Cutout.Pro, an AI-powered image and video editing platform serving tens of millions of users globally, suffered a data breach in February 2024 after a misconfiguration exposed its internal database. A hacker obtained and leaked a 5.93 GB database directly on a public hacking forum and distributed it through Telegram channels. The exposed database contained over 41 million records tied to an estimated 20 million user accounts. The breach exposed names, email addresses, IP addresses, and hashed passwords. The passwords were protected with salted MD5 hashing, a relatively weak standard that determined attackers can crack with modern tools. For affected users, this combination of data creates real risk: exposed credentials can be tested against other accounts the person uses, and their email address and IP address can be used to craft convincing phishing attempts or identify their approximate location.
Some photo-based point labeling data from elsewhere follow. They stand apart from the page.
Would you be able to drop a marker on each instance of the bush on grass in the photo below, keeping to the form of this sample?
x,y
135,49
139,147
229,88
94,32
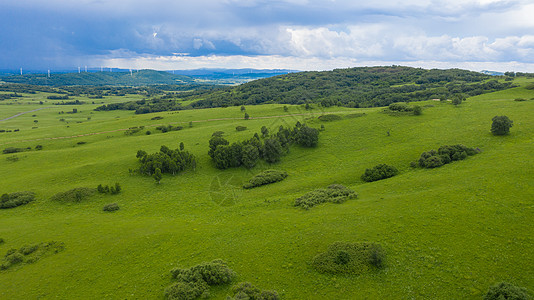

Cutout.Pro did not make prominent public statements about the breach, and no formal notification to affected users has been widely documented. No regulatory action or class-action litigation specific to this incident has been reported. Users of the platform should treat their Cutout.Pro password as compromised, change it immediately, and update any other accounts where the same password was used. Because the platform handles personal photos and business design assets, affected users should also consider what images they may have uploaded and processed through the service.

AI visual-design platforms collect user accounts, uploaded images, project metadata, billing records, and usage activity tied to editing and generative design workflows.

Cutout.Pro continues to operate as an AI image processing platform. The market for AI-powered creative tools has become highly competitive. No major organizational changes have been prominently reported in public sources.